Cependant, il ne faut pas attribuer aux tactismes un rôle plus que secondaire, et on doit au contraire faire la plus large part aux causes intrinsèques, en ce qui concerne ces déplacements des poissons. En effet, le signal du départ ou du déplacement des poissons migrateurs n’est pas donné par le milieu extérieur, il est plutôt d’origine interne. C’est un déterminisme physiologique qui, se doublant d’une psychologie spéciale et nouvelle, déclenche les migrations des poissons. Et ce déterminisme peut tout simplement s’appeler une crise sexuelle qui, par le jeu des corrélations humorales ou du milieu intérieur, modifie d’abord la physiologie générale des individus et ensuite, leur psychologie. En résumé on peut tout simplement dire que l’instinct de migration est une conséquence immédiate de la sexualité au même titre que l’instinct combatif bien connu chez certains mammifères est une manifestation psychologique qui découle naturellement de la physiologie de la sexualité.

Certains peuvent se demander comment il se fait que les migrateurs se sentent rappelés vers leur lieu d’origine ; mais nous ferons remarquer qu’il n’est pas de règle que les progéniteurs retournent vers leur milieu d’origine, et puis l’atavisme ou un vestige d’adaptation préhistorique peuvent toujours êtres invoqués pour expliquer ce retour au jardin d’enfance, si retour il y a. Au reste ce détail douteux est moins important que le fait bien établi que les poissons vont frayer chaque année non pas forcément dans les mêmes endroits, mais dans des frayères où les mêmes conditions de milieu se répètent à peu près identiquement chaque année, et à la même saison.

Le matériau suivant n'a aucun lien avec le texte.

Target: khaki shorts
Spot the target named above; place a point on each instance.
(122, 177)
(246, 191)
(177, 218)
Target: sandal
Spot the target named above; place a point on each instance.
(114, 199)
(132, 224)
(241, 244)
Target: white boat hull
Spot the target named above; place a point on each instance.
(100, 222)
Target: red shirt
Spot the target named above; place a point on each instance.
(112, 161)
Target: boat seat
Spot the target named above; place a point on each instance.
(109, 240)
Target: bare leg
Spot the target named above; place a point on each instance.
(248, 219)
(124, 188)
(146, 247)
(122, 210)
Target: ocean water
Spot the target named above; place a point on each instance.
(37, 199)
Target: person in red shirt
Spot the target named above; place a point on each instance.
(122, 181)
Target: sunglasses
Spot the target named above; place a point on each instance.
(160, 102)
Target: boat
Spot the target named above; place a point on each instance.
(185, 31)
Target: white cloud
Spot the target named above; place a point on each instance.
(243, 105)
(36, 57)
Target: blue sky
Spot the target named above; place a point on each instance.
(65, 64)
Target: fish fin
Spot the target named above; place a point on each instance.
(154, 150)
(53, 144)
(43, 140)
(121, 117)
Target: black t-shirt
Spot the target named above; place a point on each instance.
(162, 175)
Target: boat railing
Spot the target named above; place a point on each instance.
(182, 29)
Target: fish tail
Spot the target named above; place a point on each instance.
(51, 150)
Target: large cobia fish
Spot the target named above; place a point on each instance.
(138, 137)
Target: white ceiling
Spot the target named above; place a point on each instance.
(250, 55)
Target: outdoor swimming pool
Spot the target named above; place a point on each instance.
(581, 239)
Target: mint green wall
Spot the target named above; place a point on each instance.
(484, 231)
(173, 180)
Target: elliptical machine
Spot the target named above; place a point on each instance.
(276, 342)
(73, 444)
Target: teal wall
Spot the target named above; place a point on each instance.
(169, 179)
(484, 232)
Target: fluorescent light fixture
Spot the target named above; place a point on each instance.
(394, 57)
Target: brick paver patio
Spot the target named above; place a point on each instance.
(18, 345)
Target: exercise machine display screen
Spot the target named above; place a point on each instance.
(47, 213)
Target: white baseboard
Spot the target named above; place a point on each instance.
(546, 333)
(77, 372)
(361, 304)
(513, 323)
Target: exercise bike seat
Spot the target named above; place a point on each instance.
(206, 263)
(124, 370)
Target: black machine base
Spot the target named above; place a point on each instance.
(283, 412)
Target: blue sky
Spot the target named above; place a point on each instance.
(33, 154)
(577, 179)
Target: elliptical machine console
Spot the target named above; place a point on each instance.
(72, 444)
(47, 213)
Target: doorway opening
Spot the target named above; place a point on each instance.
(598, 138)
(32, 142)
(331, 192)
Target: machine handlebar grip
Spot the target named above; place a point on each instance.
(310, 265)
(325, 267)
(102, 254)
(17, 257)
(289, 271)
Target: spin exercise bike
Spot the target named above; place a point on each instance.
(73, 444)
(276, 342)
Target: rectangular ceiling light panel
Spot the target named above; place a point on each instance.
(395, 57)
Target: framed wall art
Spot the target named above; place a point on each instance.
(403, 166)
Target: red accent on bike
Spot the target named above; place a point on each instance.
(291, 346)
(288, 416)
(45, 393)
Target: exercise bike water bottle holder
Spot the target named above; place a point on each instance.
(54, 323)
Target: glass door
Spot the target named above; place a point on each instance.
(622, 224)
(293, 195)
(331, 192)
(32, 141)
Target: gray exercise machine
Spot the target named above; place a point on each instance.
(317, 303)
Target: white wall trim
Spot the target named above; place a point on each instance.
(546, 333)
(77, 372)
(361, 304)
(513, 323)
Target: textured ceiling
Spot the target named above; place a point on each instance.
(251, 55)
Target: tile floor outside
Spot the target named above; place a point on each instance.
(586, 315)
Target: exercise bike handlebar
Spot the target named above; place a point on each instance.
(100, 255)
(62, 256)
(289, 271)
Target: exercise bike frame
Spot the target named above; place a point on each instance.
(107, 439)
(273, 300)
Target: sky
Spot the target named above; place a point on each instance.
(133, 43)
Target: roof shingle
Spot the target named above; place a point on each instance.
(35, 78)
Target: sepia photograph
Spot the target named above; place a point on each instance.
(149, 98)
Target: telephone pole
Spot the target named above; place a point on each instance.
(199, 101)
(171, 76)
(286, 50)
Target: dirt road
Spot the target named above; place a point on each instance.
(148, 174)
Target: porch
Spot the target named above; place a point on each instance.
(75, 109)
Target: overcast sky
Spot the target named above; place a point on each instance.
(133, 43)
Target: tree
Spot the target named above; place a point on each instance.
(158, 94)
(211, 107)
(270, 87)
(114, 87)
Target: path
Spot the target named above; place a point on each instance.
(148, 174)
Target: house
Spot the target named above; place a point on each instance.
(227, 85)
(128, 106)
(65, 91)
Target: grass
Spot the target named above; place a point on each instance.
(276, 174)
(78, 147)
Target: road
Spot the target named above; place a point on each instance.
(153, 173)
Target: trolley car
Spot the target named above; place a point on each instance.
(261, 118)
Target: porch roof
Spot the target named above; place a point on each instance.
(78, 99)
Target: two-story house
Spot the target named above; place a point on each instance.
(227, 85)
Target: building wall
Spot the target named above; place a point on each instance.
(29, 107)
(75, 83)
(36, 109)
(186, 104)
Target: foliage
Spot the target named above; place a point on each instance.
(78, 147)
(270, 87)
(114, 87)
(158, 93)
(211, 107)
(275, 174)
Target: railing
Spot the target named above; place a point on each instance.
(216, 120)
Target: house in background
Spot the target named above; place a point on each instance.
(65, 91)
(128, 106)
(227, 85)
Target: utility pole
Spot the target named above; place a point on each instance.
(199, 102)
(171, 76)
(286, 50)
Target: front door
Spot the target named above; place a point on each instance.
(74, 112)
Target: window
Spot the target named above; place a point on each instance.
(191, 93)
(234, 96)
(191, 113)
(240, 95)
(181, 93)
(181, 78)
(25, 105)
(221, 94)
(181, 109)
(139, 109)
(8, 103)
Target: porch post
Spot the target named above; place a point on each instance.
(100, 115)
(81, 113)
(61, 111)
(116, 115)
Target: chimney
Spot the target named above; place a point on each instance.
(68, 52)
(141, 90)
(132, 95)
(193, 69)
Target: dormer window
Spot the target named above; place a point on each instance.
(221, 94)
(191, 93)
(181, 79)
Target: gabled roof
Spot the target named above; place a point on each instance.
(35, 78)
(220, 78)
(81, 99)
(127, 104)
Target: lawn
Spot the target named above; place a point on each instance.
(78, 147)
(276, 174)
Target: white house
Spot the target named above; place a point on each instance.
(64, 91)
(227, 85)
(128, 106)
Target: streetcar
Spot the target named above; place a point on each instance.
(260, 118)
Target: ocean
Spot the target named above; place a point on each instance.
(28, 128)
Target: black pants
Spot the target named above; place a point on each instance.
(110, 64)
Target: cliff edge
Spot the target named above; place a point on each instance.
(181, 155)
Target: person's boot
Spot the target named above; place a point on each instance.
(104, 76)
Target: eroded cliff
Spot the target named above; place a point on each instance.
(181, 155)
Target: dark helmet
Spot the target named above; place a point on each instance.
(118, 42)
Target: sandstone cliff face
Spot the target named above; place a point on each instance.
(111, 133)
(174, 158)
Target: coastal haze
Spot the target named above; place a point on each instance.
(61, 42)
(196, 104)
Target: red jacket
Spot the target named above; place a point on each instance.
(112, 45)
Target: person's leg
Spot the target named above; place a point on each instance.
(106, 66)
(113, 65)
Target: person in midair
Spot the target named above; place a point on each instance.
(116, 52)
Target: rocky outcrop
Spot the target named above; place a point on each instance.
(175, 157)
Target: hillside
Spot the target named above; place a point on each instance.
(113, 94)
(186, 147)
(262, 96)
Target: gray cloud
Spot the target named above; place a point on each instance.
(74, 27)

Chacun sait l’histoire des crapauds qui, en sortant de leur torpeur hibernale, enfouis qu’ils étaient sous la terre pendant l’hiver, retournent instinctivement chaque printemps vers l’étang le plus rapproché pour y accomplir le devoir impérieux de la reproduction. De cet étang, les têtards métamorphosés en petits crapauds divergent ensuite pour répéter après trois ou quatre années de croissance, guides par un tactisme, l’hydrotactisme, le même pèlerinage génésique vers l’étang.

Les poissons migrateurs sont par instinct, comme le crapaud, appelés vers les frayères ; ils sont aussi comme les crapauds dirigés dans leur voyage nuptial par des tactismes. Cette influence des tactismes vient en quelque sorte doubler le mécanisme intrinsèque et physiologique qui déclenche les migrations. En effet, si l’instinct sexuel fait entrer en branle une psychologie nouvelle, celle du déplacement ou des migrations chez les poissons, les tactismes semblent guider ces derniers vers des endroits où, après la ponte, ]es œufs fécondés pourront se développer normalement et les larves qui en naîtront pourront trouver non seulement une abondante nourriture mais aussi des conditions générales favorables à leur survie.

Lorsque leur instinct sexuel est satisfait et que leur psychologie est devenue ce qu’elle était pendant leur croissance, les progéniteurs subissent une attraction négative pour le lieu de frayage et, plus ou moins épuisés par un jeûne relativement rigoureux et prolongé, ils iront refaire leurs forces dans les endroits où ils ont grandi ; dans le cas des poissons anadromes ou potamotoques, c’est vers la mer que se dirigeront les progéniteurs épuisés pour refaire leurs forces, satisfaire leur appétit et en un mot assurer leur survivance.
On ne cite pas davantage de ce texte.